There are certainly medical systems that can be likened to Ayurveda around the world, though many have either been lost or stolen/assimilated or actively destroyed through colonization. We are blessed to have the strength of India and the Indian people who have been able to preserve this system through texts, as well as living vaidyas through many human errors.

How can Ayurveda-based diets and healing approach be easily incorporated in everyday lifestyle, such that it complements the local food culture?

Small changes stick around longer. I feel like a good approach is to get a good book, work with a practitioner, and perhaps also take a class in the basic understandings of Ayurveda.

For Americans, there are a few big cultural food shifts that can easily be made, that will automatically support one in moving into following the Ayurvedic food ‘rules,’ and by doing so greatly improve agni/metabolism, and so overall health.  My favourite to focus on are: 1. Taking iced drinks or cold drinks out of one’s diet and drinking only room temperature or hot water and teas 2. Avoiding combining cheese with tomatoes, eggs or beans or meat (no cheese in your omelette or on a breakfast sandwich or tacos/burritos, rethinking pizza and lasagne) as these are particularly hard to digest combinations and 3. Avoiding fruit smoothies that include yogurt (or ice) and never blending banana and yogurt in particular.  Understanding the ‘why’ can be an important piece to making changes stick - again, that’s why I created my course The Healing Diet - I want to know why I am doing something!

Then simple habits like trying self-massage, trying a seasonal cleanse or other self-care practices can go a long way in cultivating discipline, which sounds like a very non-sexy word, but it’s a huge piece of balancing out the excess and ‘more more more’ culture that seems to be glorified around the world at this time. Many of our imbalances are diseases of excess, and healthy limits (and very basic understanding of anatomy and physiology that is missing in education, for that matter) are helpful for cleaning up toxicity in the body and the mind because they strengthen the connection to spirit.

Who are your primary students at The Wisdom School, and what are your plans for the future?

Most of my students and clients are from the United States, England, Italy and Australia, and they are of different racial backgrounds, including Indian.  As I focus on women’s reproductive health and fertility, so mostly I work with those who identify as women, and many are also beginning to study Ayurveda in a more professional way. We are drawn to Ayurveda as it feels so right, so true for us, and continue to discuss and meditate upon the internal struggles with cultural appropriation, inner authority, and shifting societal wars and shaming.

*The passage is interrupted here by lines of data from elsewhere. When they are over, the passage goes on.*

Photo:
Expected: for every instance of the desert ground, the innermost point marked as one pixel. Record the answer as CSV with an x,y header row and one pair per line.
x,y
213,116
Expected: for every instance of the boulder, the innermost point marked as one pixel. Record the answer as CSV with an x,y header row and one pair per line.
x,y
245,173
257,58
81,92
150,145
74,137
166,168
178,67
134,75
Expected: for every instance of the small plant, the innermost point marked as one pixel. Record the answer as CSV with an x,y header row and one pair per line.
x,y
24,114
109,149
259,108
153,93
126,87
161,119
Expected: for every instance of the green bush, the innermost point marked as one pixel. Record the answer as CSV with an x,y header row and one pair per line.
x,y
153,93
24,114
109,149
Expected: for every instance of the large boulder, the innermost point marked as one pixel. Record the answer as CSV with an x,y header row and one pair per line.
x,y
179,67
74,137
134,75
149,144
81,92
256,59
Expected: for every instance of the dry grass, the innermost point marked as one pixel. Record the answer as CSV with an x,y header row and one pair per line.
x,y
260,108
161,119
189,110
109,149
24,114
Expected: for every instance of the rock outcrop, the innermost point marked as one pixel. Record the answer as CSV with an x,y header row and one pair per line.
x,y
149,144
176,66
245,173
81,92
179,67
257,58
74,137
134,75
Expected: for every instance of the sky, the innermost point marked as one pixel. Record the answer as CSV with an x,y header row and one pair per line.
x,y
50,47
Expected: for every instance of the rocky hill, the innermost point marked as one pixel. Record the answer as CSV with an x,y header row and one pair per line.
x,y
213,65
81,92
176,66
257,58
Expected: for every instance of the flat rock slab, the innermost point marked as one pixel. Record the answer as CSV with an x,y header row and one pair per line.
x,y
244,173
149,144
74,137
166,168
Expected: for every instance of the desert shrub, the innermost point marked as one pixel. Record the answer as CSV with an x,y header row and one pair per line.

I aim to set up a scholarship for more women with Indian heritage from any country to be able to return to studying and remembering this science. It may be a strange twist of fate, but for some reason, I find myself, as a white woman, am regularly returning Indian women to their ancestral medicine. I hope I am doing some kind/any kind of healing for all of our ancestors, colonized and colonizing, in doing so.